Mais de dez anos me separam do ensino na Universidade de São Paulo, graças à compulsória, àquela altura aos 70 anos. Contudo, responderia àqueles que me questionaram que, ao longo dos anos aprendi a diferenciar categorias de professores. Sucintamente, diria que na essência temos: vocacionado (inteira e prazerosamente dedicado ao ensino), burocrata (décadas a repassar os mesmíssimos ensinamentos, sem renovação e sem rubor), pesquisador, compartimentado em dois segmentos (brilhante nessa área e menos eficiente como didata, ou convincente nas duas atividades), carreirista (facilmente detectado, devido à indisfarçada volúpia pela ascensão na carreira diretiva, e para o qual a docência – mesmo que eficaz -, apresenta-se apenas como instrumento para voos intencionais visando ao Poder na Universidade), “profissional” de bolsas ou de subsídios para projetos de pesquisa, nem sempre de interesse. Creio que o leitor tirará conclusões abrangentes ao ler os posts mencionados, que aprofundam essa temática. Nesse item, em conversa na década de 1990 com colega de uma outra área que estava sempre com verbas a receber, dele ouvi que tinha muito maior trabalho em aprontar relatórios para os Institutos do que com a própria pesquisa!!!

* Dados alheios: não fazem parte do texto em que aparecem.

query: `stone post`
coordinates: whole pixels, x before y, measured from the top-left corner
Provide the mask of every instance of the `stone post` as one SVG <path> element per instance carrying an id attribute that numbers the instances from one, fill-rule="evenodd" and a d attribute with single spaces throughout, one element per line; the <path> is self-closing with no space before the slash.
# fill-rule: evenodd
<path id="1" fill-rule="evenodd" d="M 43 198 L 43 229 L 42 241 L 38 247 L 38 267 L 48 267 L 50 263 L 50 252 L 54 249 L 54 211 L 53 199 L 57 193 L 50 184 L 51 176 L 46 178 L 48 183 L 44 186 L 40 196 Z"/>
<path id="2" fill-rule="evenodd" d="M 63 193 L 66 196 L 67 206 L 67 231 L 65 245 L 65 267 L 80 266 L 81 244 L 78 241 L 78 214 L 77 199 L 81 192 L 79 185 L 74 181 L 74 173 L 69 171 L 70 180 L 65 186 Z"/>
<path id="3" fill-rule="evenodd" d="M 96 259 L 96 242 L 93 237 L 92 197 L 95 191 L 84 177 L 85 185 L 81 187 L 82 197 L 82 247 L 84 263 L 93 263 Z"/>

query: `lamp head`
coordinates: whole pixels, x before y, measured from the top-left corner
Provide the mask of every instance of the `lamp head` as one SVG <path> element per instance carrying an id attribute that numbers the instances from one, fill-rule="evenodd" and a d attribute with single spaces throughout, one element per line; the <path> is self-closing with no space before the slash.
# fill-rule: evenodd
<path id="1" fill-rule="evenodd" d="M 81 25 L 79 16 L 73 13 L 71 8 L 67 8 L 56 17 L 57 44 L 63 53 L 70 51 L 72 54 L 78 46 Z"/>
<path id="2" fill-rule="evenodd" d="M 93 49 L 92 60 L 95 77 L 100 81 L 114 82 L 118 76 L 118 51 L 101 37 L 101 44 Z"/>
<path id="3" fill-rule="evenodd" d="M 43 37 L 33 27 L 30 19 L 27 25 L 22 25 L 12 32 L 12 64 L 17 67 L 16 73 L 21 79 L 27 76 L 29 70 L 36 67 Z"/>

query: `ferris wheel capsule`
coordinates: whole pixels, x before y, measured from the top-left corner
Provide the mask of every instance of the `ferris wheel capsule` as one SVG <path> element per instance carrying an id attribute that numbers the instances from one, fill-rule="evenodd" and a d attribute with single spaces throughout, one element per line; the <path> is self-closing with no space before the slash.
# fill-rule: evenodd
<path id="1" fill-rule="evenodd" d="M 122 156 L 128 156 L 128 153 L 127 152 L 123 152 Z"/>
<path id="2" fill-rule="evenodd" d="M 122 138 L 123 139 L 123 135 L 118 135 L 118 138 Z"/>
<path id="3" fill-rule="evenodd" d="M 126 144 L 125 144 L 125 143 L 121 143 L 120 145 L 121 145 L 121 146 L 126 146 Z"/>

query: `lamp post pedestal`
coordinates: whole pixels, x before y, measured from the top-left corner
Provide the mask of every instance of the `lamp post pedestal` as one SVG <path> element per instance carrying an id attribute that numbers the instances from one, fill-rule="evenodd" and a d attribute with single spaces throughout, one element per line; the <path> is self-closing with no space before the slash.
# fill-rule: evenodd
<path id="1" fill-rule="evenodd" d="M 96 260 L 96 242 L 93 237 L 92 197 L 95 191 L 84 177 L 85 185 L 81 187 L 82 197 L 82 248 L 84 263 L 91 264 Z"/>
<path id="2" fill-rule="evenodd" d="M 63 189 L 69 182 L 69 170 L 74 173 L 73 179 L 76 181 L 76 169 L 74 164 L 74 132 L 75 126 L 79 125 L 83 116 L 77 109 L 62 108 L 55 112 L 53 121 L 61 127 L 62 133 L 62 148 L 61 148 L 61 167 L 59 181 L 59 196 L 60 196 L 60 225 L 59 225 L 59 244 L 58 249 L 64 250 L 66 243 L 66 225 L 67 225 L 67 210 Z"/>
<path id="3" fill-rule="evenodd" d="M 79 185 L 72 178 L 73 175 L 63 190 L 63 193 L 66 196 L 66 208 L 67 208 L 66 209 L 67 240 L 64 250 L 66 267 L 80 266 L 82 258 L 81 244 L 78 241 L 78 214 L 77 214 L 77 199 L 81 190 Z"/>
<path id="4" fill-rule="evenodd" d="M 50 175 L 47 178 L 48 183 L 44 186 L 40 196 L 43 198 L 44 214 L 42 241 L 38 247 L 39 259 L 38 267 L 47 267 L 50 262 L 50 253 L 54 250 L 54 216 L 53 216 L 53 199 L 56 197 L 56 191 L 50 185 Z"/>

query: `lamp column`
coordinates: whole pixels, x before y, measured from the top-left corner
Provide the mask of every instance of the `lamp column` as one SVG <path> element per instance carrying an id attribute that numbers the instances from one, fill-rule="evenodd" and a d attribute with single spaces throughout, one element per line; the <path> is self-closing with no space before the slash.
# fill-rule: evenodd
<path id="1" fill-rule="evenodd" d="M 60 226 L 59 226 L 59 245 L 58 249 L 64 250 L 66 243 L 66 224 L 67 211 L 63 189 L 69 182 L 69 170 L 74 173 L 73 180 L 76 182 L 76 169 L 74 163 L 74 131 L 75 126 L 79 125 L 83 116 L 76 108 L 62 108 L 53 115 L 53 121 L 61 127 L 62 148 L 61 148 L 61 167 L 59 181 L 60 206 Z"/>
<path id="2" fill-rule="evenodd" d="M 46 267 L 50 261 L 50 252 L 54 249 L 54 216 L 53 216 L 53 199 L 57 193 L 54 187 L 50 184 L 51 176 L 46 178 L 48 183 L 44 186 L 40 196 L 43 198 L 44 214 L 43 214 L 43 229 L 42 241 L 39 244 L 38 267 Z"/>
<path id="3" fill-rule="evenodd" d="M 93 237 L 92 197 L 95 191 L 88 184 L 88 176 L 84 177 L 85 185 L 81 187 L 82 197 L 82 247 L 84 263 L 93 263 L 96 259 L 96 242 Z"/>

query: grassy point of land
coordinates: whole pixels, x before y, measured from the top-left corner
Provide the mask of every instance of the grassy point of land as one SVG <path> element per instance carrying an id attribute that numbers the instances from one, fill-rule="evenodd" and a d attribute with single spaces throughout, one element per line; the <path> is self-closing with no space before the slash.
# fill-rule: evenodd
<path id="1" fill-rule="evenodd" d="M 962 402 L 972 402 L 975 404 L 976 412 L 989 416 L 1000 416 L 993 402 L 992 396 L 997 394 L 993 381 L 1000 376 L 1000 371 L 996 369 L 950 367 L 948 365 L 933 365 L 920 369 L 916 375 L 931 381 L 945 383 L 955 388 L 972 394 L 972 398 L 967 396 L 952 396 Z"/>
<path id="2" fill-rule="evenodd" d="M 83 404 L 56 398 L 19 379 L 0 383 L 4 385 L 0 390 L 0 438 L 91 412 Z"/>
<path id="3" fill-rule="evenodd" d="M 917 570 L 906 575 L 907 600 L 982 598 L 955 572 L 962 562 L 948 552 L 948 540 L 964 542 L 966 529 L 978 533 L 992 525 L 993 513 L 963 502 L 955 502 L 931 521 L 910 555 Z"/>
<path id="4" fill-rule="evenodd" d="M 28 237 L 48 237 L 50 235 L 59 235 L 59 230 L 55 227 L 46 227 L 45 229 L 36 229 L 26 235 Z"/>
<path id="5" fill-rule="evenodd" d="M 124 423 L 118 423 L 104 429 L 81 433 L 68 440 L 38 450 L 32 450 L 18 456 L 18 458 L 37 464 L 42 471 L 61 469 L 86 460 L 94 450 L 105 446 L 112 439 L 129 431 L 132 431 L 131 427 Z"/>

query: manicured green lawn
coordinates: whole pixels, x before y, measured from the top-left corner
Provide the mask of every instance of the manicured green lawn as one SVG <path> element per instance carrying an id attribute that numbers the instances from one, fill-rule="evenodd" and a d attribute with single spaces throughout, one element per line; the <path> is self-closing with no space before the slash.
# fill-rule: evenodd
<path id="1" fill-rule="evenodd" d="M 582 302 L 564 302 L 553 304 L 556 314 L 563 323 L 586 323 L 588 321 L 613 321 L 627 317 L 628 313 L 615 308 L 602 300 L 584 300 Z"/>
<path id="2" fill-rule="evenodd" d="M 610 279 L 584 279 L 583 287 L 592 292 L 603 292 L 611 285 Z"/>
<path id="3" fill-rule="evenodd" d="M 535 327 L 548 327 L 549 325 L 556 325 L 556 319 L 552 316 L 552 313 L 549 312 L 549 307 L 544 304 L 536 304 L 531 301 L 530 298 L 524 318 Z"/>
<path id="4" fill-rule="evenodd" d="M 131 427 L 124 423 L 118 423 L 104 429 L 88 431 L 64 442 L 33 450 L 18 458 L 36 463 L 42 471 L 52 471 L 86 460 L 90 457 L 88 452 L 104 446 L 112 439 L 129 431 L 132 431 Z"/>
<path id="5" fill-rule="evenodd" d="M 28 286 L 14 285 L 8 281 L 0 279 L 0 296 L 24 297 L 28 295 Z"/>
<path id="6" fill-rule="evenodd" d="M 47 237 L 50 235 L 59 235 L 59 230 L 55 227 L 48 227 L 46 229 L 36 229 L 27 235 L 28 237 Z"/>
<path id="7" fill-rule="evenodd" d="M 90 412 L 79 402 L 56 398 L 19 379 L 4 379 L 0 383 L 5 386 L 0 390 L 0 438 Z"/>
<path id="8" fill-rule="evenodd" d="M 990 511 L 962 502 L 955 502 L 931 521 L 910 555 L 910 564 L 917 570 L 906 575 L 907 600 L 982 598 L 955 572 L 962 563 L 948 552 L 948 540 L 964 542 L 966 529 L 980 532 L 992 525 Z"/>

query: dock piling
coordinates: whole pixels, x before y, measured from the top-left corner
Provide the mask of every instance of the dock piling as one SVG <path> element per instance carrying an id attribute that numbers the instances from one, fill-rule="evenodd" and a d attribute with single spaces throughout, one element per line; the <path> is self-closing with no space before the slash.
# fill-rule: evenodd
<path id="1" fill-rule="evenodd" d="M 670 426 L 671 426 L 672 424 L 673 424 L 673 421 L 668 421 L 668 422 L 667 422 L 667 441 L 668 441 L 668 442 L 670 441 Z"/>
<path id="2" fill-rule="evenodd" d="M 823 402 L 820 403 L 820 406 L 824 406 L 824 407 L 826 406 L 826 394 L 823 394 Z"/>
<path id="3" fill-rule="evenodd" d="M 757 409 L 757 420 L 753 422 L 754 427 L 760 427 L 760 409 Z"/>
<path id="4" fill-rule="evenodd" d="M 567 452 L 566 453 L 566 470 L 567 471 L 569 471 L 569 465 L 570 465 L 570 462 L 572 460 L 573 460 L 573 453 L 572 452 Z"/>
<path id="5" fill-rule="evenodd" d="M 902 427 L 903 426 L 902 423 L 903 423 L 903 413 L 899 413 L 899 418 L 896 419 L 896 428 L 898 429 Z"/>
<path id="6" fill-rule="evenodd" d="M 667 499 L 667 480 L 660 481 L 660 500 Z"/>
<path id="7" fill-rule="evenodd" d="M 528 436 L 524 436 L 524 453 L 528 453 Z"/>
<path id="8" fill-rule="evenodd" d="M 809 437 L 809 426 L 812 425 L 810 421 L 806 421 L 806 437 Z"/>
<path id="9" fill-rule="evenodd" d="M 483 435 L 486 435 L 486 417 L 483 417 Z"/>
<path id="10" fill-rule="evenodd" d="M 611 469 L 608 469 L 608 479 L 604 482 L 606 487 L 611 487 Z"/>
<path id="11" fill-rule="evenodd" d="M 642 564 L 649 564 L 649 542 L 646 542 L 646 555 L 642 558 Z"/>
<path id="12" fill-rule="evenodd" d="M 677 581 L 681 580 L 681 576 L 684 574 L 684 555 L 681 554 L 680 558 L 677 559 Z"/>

O reencontro com Willy Corrêa de Oliveira, abastecido por tantas intenções mantidas no de profundis durante décadas e que estão aflorando, como se a buscar a recuperação do tempo, marca um momento prazeroso que, espero, perdure. Jamais, nas décadas da docência universitária, tivemos contato tão bom e descontraído. Nossos 80 anos trouxeram uma natural serenidade, mercê da decantação. Mesmo se tema possa levar a possível antagonismo de ideias, um absoluto respeito mútuo instaurou-se nessa releitura de relacionamento depois de longa hibernação. Impossível qualquer excesso. Não mais temos tanto tempo…
Today I publish messages received with comments on the previous post about the composer Willy Corrêa de Oliveira and his book “Passagens”. Willy and I have been contemporaries at the Department of Music of Universidade de São Paulo till we both retired. We met a few times recently due to my forthcoming recording of his work for piano “Recife, Infância, Espelhos…” and all I can say is that never in the past have we had such pleasant moments together. At our age, mutual respect prevails over any possible antagonism of ideas. And since many have asked my opinion about the academic career, I also explain briefly each of the categories into which I classify university teachers: naturally gifted, bureaucrats, researchers, careerists, experts in obtaining fellowships and grants from research funding institutions.